The Challenge: Intelligence at Election Speed
Indian elections move fast. From nomination filing to polling day, the window to gather, analyse, and act on candidate intelligence can be as short as 14 days. For political consultancies managing constituencies across multiple states, this creates an impossible timeline.
Before CrawlHQ, a typical candidate vetting workflow looked like this:
- Day 1–3: Analysts manually download ECI affidavits as PDFs, one at a time
- Day 4–7: Data entry team transcribes criminal history, asset declarations, and liabilities from PDFs into spreadsheets
- Day 8–10: Cross-reference with news archives for any undisclosed cases or controversies
- Day 11–14: Review completed — often with 20–30% data gaps due to handwriting, poor scan quality, or time pressure
For a consultancy tracking 500 candidates across a state assembly election, this required a team of 12–15 analysts working 12-hour days for the entire filing period. Mistakes happened. Coverage was incomplete. The intelligence arrived too late to inform candidate selection decisions.
The Pipeline
With CrawlHQ, the same pipeline runs in 4 hours and produces more complete, more auditable data.
Stage 1: Discovery — Scrape the Nomination List
The ECI publishes candidate lists as they're filed. Using /v1/scrape with JavaScript rendering, the pipeline automatically retrieves the live nomination list for each constituency as new candidates file. The /v1/extract endpoint maps each listing to a structured schema: name, party, affidavit URL, nomination status.
Stage 2: Affidavit Extraction
For each accepted candidate, the pipeline fetches their Form 26 affidavit PDF. The extraction schema captures criminal cases (section, court, status, year), total declared assets for self and spouse, total liabilities, declared income, and educational qualifications. /v1/extract handles scanned PDFs — even handwritten ones — and returns a match_confidence score that flags documents requiring human review.
For a 500-candidate election, extraction runs in parallel batches and completes in under 2 hours. Every data point carries a source URL and timestamp — a full audit trail for any downstream review.
Stage 3: News Cross-Reference
The /v1/search endpoint queries news archives for each candidate name, surfacing controversy coverage not in official records, party affiliation history and defections, previous election results and margins, and endorsements or opposition from notable figures.
Stage 4: Nomination Monitoring
After initial extraction, /v1/watch monitors the ECI portal every 30 minutes for nomination withdrawals and rejections.
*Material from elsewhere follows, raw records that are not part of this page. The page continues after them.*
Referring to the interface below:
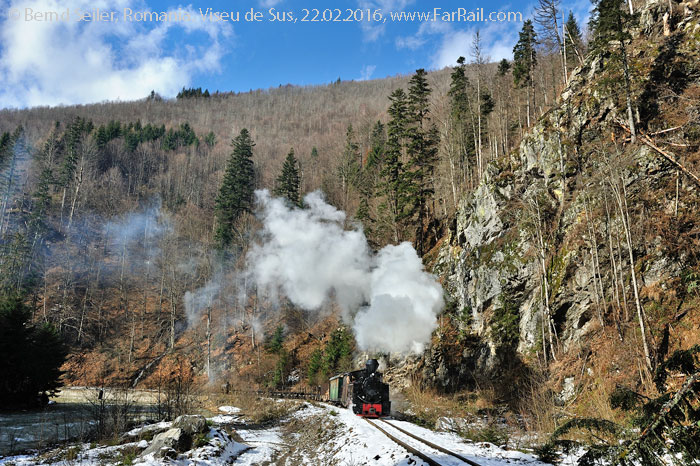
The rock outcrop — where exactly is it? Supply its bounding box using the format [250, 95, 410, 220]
[423, 2, 700, 388]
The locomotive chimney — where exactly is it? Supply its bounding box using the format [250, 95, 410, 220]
[365, 359, 379, 376]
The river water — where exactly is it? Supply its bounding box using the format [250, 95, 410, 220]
[0, 388, 156, 457]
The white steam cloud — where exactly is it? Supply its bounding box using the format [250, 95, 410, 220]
[247, 190, 444, 353]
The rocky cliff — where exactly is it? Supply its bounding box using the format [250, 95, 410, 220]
[423, 2, 700, 396]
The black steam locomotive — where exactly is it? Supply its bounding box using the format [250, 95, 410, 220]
[328, 359, 391, 417]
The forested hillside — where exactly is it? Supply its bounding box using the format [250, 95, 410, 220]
[0, 0, 700, 458]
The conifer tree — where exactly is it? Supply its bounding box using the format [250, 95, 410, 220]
[590, 0, 637, 142]
[366, 121, 386, 170]
[275, 148, 301, 207]
[215, 128, 255, 247]
[496, 58, 510, 77]
[0, 126, 27, 238]
[446, 57, 476, 198]
[380, 89, 408, 244]
[0, 295, 67, 408]
[564, 12, 583, 64]
[513, 19, 537, 126]
[406, 69, 439, 256]
[338, 125, 362, 208]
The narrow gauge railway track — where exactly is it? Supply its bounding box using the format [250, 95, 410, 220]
[365, 418, 481, 466]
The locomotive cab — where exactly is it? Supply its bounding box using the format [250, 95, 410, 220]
[352, 359, 391, 417]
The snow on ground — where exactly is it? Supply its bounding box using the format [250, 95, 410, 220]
[219, 406, 241, 414]
[304, 405, 556, 466]
[0, 403, 575, 466]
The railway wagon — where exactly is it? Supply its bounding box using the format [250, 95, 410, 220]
[328, 359, 391, 417]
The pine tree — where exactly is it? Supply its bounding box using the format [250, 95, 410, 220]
[338, 125, 362, 209]
[590, 0, 637, 143]
[406, 69, 439, 256]
[215, 128, 255, 247]
[446, 57, 476, 198]
[564, 12, 583, 64]
[0, 126, 27, 238]
[380, 89, 408, 243]
[513, 19, 537, 126]
[365, 121, 386, 170]
[496, 58, 510, 77]
[0, 295, 67, 408]
[306, 348, 323, 385]
[275, 148, 301, 207]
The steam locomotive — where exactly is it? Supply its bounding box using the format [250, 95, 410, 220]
[328, 359, 391, 417]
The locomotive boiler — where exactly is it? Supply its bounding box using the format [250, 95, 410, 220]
[329, 359, 391, 417]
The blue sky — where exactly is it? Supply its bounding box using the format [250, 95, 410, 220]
[0, 0, 590, 107]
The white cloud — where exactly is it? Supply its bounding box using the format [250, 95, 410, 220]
[0, 0, 233, 107]
[359, 65, 377, 81]
[357, 0, 413, 42]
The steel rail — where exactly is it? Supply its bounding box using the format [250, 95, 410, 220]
[379, 419, 482, 466]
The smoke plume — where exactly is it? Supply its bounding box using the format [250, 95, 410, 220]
[247, 190, 443, 352]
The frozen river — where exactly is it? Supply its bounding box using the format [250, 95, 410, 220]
[0, 388, 160, 456]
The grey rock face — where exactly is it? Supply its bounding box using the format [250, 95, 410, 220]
[173, 414, 209, 435]
[430, 0, 683, 388]
[141, 427, 192, 457]
[141, 414, 209, 457]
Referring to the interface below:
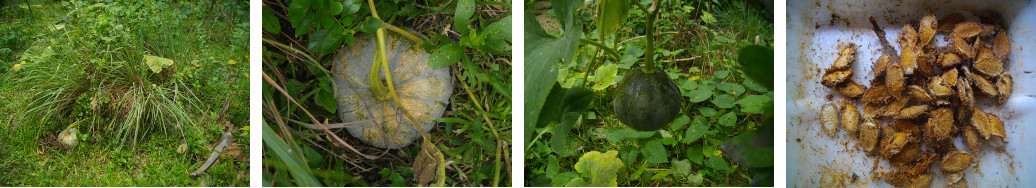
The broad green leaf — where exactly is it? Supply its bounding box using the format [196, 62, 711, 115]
[689, 85, 713, 103]
[604, 127, 655, 143]
[668, 114, 691, 130]
[719, 111, 738, 127]
[698, 107, 716, 118]
[454, 0, 474, 34]
[701, 10, 717, 24]
[342, 0, 364, 15]
[706, 156, 730, 171]
[566, 151, 626, 187]
[716, 82, 745, 97]
[640, 139, 669, 164]
[144, 55, 173, 73]
[307, 27, 346, 53]
[595, 0, 630, 36]
[738, 45, 774, 90]
[593, 63, 618, 90]
[524, 0, 583, 146]
[737, 95, 770, 114]
[712, 93, 735, 108]
[713, 70, 730, 80]
[428, 43, 467, 69]
[682, 119, 712, 143]
[262, 6, 281, 35]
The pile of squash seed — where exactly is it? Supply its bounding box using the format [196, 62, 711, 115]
[821, 14, 1013, 187]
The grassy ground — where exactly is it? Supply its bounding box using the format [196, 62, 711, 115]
[0, 0, 249, 187]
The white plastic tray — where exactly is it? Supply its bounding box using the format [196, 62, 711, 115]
[785, 0, 1036, 187]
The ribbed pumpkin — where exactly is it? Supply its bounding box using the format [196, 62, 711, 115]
[333, 32, 454, 149]
[612, 68, 684, 131]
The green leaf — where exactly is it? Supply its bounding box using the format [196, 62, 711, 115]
[719, 111, 738, 127]
[428, 43, 467, 69]
[342, 0, 363, 15]
[689, 85, 713, 103]
[698, 107, 716, 118]
[327, 2, 342, 16]
[640, 139, 669, 164]
[683, 119, 712, 143]
[262, 6, 281, 35]
[716, 82, 745, 97]
[738, 45, 774, 90]
[737, 95, 770, 114]
[524, 0, 582, 146]
[713, 70, 730, 80]
[262, 120, 321, 187]
[706, 156, 730, 171]
[712, 93, 733, 108]
[668, 114, 691, 130]
[701, 10, 718, 24]
[144, 55, 173, 73]
[593, 63, 618, 90]
[595, 0, 630, 36]
[719, 111, 738, 127]
[454, 0, 474, 35]
[604, 127, 656, 143]
[307, 27, 345, 53]
[565, 151, 626, 187]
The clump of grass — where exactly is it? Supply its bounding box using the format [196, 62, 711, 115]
[13, 2, 198, 147]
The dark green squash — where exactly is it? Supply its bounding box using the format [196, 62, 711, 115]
[612, 68, 684, 131]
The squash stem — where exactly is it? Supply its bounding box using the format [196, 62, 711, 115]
[641, 0, 660, 74]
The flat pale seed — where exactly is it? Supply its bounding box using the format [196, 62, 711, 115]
[821, 69, 853, 87]
[937, 53, 960, 68]
[952, 22, 982, 38]
[928, 77, 953, 98]
[882, 133, 911, 158]
[885, 64, 907, 96]
[896, 105, 928, 119]
[918, 12, 938, 46]
[840, 99, 860, 134]
[992, 31, 1011, 59]
[972, 58, 1004, 78]
[943, 69, 957, 85]
[831, 44, 856, 70]
[899, 46, 921, 75]
[951, 36, 975, 59]
[835, 79, 867, 99]
[821, 102, 838, 137]
[926, 108, 953, 140]
[870, 54, 892, 76]
[985, 113, 1007, 138]
[965, 72, 997, 97]
[997, 73, 1014, 104]
[862, 85, 892, 103]
[963, 125, 985, 154]
[907, 85, 931, 103]
[939, 151, 975, 172]
[858, 117, 882, 153]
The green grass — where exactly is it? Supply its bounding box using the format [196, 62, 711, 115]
[0, 0, 249, 186]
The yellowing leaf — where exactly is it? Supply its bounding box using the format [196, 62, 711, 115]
[144, 55, 173, 73]
[566, 151, 626, 187]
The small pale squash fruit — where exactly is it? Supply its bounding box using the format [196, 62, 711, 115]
[612, 68, 684, 131]
[332, 32, 454, 149]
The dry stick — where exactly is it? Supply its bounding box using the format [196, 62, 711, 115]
[191, 131, 233, 178]
[453, 66, 503, 187]
[262, 73, 377, 159]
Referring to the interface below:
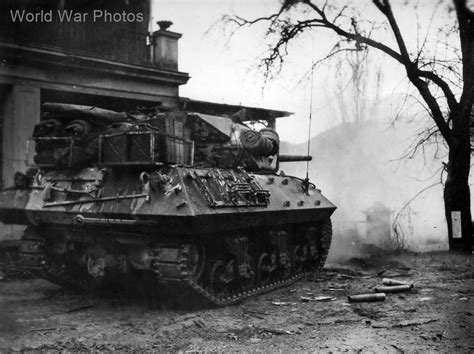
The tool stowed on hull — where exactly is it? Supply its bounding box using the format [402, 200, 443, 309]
[0, 106, 335, 306]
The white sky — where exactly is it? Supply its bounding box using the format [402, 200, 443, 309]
[152, 0, 458, 142]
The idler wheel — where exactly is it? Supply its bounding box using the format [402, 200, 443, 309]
[209, 261, 228, 297]
[188, 243, 206, 280]
[240, 257, 255, 291]
[279, 251, 291, 279]
[257, 253, 274, 285]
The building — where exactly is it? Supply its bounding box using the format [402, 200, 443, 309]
[0, 0, 289, 242]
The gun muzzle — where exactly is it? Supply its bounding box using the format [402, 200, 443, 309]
[278, 155, 313, 162]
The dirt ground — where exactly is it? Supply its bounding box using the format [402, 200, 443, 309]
[0, 253, 474, 352]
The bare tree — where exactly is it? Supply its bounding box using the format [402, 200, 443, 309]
[224, 0, 474, 252]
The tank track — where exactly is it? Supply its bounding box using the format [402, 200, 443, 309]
[16, 219, 332, 307]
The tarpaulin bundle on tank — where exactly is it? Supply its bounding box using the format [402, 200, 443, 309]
[43, 102, 131, 125]
[240, 128, 280, 156]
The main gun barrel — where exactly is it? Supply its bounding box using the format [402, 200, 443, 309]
[278, 155, 313, 162]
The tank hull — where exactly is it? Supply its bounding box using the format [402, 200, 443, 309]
[0, 167, 335, 306]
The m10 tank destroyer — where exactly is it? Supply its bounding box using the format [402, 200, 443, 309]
[0, 103, 336, 306]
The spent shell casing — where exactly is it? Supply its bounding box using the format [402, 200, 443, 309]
[382, 278, 414, 288]
[375, 284, 413, 293]
[347, 293, 385, 302]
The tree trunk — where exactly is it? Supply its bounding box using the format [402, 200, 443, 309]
[444, 105, 473, 253]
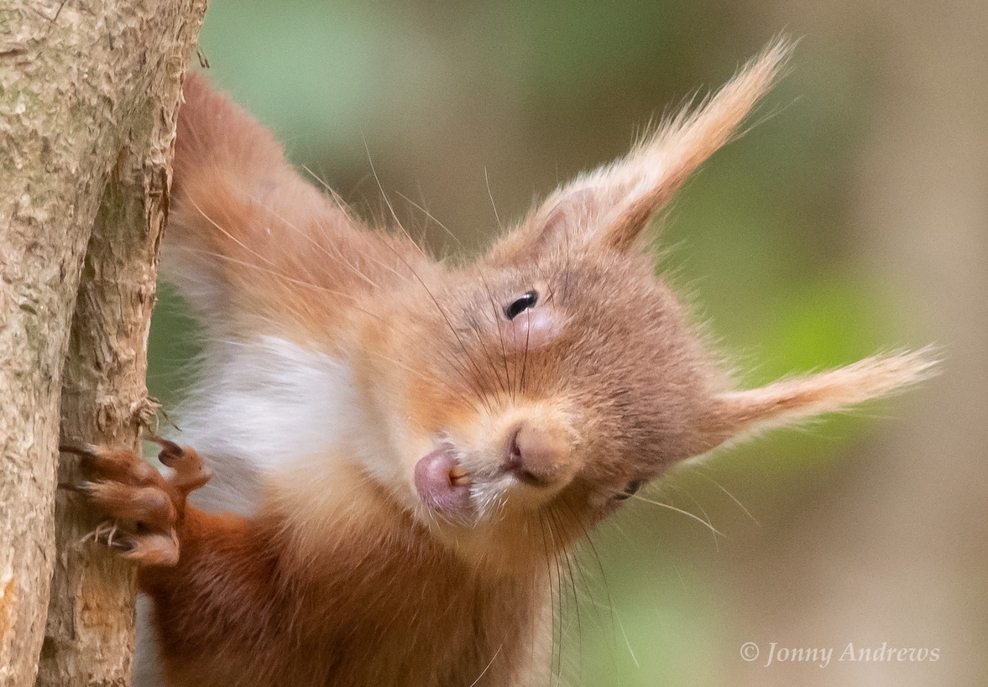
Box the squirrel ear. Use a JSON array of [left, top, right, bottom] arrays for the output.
[[695, 348, 937, 454], [492, 38, 792, 261]]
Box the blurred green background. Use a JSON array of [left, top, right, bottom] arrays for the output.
[[149, 0, 988, 686]]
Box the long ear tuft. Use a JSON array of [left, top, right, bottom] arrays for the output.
[[703, 348, 939, 451], [492, 38, 793, 261]]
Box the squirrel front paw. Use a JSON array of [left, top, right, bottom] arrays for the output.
[[59, 435, 211, 566]]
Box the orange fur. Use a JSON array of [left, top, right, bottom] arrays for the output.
[[73, 42, 929, 687]]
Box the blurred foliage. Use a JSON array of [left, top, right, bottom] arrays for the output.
[[149, 0, 928, 686]]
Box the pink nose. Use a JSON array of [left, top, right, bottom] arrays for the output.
[[504, 423, 569, 487]]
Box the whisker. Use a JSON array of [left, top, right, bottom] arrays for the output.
[[695, 470, 762, 527], [631, 494, 727, 539], [484, 165, 504, 232]]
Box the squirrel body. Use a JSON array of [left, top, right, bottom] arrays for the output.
[[71, 42, 929, 687]]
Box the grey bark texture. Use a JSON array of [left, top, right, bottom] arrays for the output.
[[0, 0, 205, 687]]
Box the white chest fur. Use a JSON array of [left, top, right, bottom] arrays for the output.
[[172, 336, 357, 514]]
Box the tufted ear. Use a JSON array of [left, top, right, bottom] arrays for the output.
[[491, 39, 792, 262], [695, 348, 937, 454]]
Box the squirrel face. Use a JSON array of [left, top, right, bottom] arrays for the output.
[[356, 239, 714, 564]]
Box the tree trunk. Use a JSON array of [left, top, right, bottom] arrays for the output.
[[0, 0, 205, 686]]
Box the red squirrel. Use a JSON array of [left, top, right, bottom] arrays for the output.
[[69, 41, 931, 687]]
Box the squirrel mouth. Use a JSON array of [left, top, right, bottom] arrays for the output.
[[415, 443, 472, 515]]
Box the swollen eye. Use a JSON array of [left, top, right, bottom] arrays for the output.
[[614, 479, 645, 501], [504, 291, 539, 320]]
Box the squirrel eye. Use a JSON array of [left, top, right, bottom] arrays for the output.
[[504, 291, 539, 320], [614, 479, 645, 501]]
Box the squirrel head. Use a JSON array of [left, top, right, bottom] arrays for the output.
[[346, 42, 928, 569], [165, 41, 932, 571]]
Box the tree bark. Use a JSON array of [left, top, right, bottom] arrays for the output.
[[0, 0, 205, 686]]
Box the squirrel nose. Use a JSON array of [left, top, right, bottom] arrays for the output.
[[504, 423, 569, 487]]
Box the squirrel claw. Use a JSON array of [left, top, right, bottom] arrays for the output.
[[58, 436, 211, 566]]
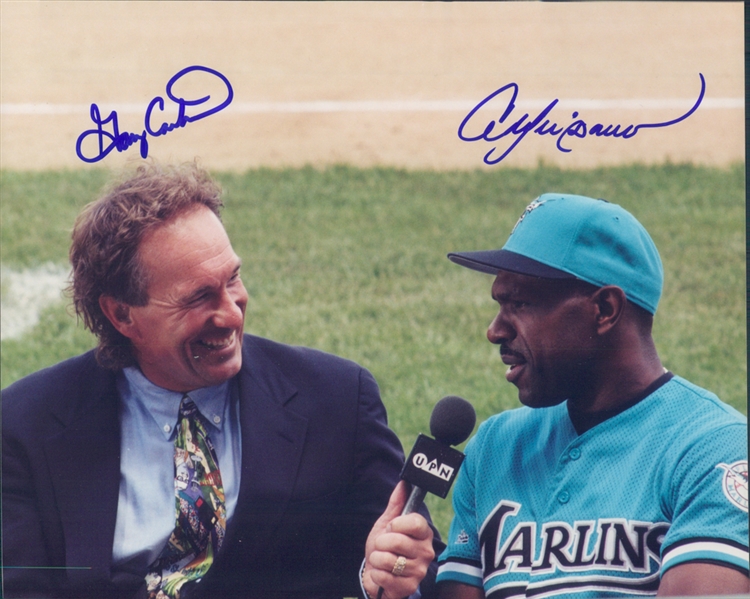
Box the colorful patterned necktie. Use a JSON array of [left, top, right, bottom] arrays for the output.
[[146, 395, 226, 599]]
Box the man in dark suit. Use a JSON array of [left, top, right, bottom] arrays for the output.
[[2, 165, 439, 599]]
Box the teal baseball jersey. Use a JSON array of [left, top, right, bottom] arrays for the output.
[[437, 376, 748, 599]]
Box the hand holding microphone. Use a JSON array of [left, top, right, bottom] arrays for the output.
[[363, 396, 476, 599]]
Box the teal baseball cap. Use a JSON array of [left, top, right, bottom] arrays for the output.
[[448, 193, 664, 314]]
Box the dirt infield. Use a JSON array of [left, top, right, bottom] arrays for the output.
[[0, 1, 744, 170]]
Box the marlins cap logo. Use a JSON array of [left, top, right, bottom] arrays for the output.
[[716, 460, 748, 511], [510, 198, 547, 235]]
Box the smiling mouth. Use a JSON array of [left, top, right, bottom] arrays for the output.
[[191, 331, 235, 360], [500, 347, 526, 383], [198, 333, 234, 350]]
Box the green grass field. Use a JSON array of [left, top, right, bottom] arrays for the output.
[[0, 164, 747, 533]]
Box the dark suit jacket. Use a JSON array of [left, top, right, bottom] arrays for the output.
[[2, 335, 440, 599]]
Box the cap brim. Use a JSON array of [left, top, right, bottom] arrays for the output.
[[448, 250, 576, 279]]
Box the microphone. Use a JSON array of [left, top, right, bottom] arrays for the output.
[[401, 395, 477, 515], [377, 395, 477, 599]]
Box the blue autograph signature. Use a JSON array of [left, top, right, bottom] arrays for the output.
[[76, 65, 234, 163], [458, 73, 706, 165]]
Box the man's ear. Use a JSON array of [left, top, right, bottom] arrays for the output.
[[591, 285, 627, 335], [99, 295, 133, 339]]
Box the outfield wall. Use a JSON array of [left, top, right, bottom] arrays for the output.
[[0, 0, 744, 170]]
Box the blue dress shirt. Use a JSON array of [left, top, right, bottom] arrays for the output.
[[112, 367, 242, 575]]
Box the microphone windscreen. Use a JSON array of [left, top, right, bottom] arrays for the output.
[[430, 395, 477, 445]]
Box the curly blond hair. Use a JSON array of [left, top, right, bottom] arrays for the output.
[[67, 162, 223, 370]]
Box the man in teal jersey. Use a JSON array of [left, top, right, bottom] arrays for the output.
[[438, 194, 750, 599]]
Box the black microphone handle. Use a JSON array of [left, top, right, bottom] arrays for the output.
[[401, 485, 427, 516]]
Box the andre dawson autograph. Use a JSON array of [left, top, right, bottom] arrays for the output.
[[76, 65, 234, 162], [458, 73, 706, 165]]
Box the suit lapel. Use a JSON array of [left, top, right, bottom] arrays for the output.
[[235, 337, 307, 551], [45, 371, 120, 585]]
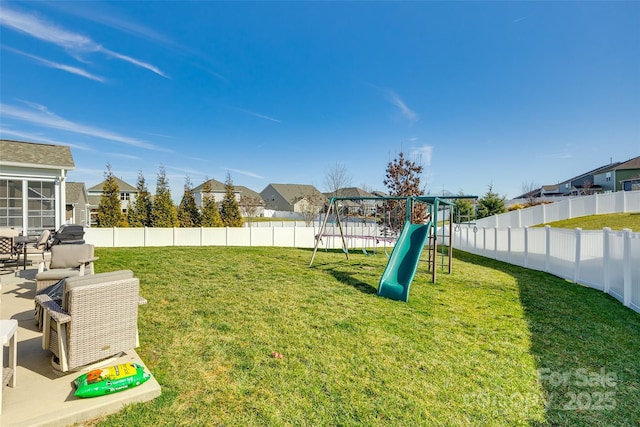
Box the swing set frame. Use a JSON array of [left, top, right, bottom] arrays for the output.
[[309, 196, 478, 283]]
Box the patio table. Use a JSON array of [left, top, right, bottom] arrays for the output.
[[0, 319, 18, 414]]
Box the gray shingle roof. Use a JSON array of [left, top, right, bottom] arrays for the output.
[[88, 176, 138, 193], [0, 139, 75, 169], [65, 182, 89, 205], [234, 185, 262, 200], [262, 184, 326, 204], [615, 156, 640, 170]]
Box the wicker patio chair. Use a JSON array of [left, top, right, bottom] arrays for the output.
[[0, 229, 18, 273], [36, 244, 98, 292], [36, 270, 146, 372]]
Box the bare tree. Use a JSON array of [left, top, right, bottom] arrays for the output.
[[295, 193, 326, 227], [382, 151, 427, 226], [325, 162, 351, 197]]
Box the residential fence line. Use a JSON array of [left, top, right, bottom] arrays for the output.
[[475, 191, 640, 228], [84, 225, 395, 249], [453, 224, 640, 313], [84, 191, 640, 313]]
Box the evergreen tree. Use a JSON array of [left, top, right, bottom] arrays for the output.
[[151, 166, 179, 227], [127, 171, 153, 227], [178, 177, 200, 228], [200, 179, 224, 227], [220, 173, 243, 227], [97, 163, 127, 227], [382, 151, 427, 229], [478, 185, 507, 219]]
When status changes, the system updates the candidate database and alerts the relevant constituency team — no manual refresh required.
Results
| Data Point | Completeness (CrawlHQ) | Completeness (Manual) |
|---|---|---|
| Criminal cases | 94% | 70–80% |
| Total declared assets | 97% | 75–85% |
| Total liabilities | 95% | 70–80% |
| News mentions (12 months) | 100% | 60–70% |
| Party affiliation | 99% | 95% |
Speed: 4 hours vs. 3 weeks. Cost: ~₹17,000 in API credits vs. ₹63 lakh in analyst time per election cycle. Every data point auditable to a source URL and timestamp.
What Gets Built on Top
With structured candidate data, consultancies have built candidate ranking dashboards that score by criminal record severity and wealth signals; voter-facing tools that show citizens a clean summary of every candidate's declared record; red flag alerts for scheduled offences under section 8 of the RPA; and trend analysis comparing declared wealth and criminal case patterns across election cycles.